A self-inflicted 9-11

Let’s put things in perspective as we mourn the victims of the Al Qaeda attack on September 11, 2001. Almost three thousand Americans were killed in the 9-11 terrorist attack twenty years ago. It was not an inside job as some of the nuttier conspiracy theorists claim. We did not attack ourselves, we were attacked, and not by Israel or the Jews, but by Islamist extremists.

There was a unified, swift and justified national reaction: Get the ones responsible and bring them to justice. This we did—eventually, after many twists and wrong turns—under the Obama administration, which killed the main perpetrator, Osama Bin-Laden.

Covid-19, which is attacking us right now, already has killed 200 times as many Americans and is still raging. While the onset could not have been prevented, unified, swift and tough action could have minimized the casualties almost from the beginning. Instead, the response by the Trump government was feckless, agonizingly slow, and worse than useless in the end. Lacking was the political will to wage a hard war against the virus. The priority among Trump and the Republicans leaned far in favor of saving the economy and the election at the cost of letting the people perish. Trump did not save his precious economy or his reelection, but the people did perish in droves.

This was a self-inflicted 9-11 from the beginning, only with the deaths multiplied by ten, then again by ten, and finally by two and a half, to this point. What will be the final toll? That’s unknown. Even the famous Doctor Fauci—justly famous for brains and cojones—dares to predict that. Right now, it looks anything but good. There are more cases of Covid-19 compared to a year ago, before there were any vaccines.
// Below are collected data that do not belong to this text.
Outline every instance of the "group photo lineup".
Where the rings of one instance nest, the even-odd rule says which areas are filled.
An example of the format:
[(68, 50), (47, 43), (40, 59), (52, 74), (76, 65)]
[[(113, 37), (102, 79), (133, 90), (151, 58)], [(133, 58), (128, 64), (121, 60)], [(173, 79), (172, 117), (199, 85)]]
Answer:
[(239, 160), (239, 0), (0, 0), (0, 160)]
The United States has way more Covid-19 deaths now than countries like Canada and Germany.

“This now has become a political pandemic and so the answer is political.”

I am tempted to say that it is up to us now that we have great vaccines. That is true to a certain extent. But it might even be truer to say that there is no us, or that it is not up us but up to them.

“Them” are the willfully and proudly unvaccinated, the unmasked, the militants against mask, vaccine, and any other mandates that could help quell Covid-19. This is the army of the misinformed, of the confused, of the angry, of the deluded and, in some cases, of the plain stupid. They are rebels with a cause—a bad one. The problem is that not only do they want to play Russian roulette with their own lives; they insist we do too, and they are trying to force us to join them in their dumb, unwinnable game.

The fact that they can’t win at that game either doesn’t deter them. Dying from the virus leans overwhelmingly Republican as does vaccine refusal. This looks like a field experiment in natural selection that can’t help but decimate Republican ranks. What in the world is the point?

Perhaps coming off as a contrarian is one of the only things these people have got. Or maybe they believe “vaccines won’t save you, only God saves, and he is looking after you.” A bad bet but a logical choice for people who believe in almost anything—satanic conspiracies, UFO abductions, stolen elections, the deep state, Big Foot—except science and reason.

Our objective should be to beat them, not join them. Our problem is that delusion, possession of the absolute truth, unites them, motivates them; unity in folly is the best defense against sense and truth. So, what are we, the sane, to do?

This now has become a political pandemic and so the answer is political. Let’s define them as the fifth column battling on the side of the virus. Let’s prevent them from converting their delusions into policy.  Fight them in the school board, the county and city commissions. Fight them at the state house, in Congressional and state elections, and in the battle for the White House.

And when it is all over, let’s hold them responsible for their actions and inactions, and not do as Obama did when he let the CIA torturers get away with it.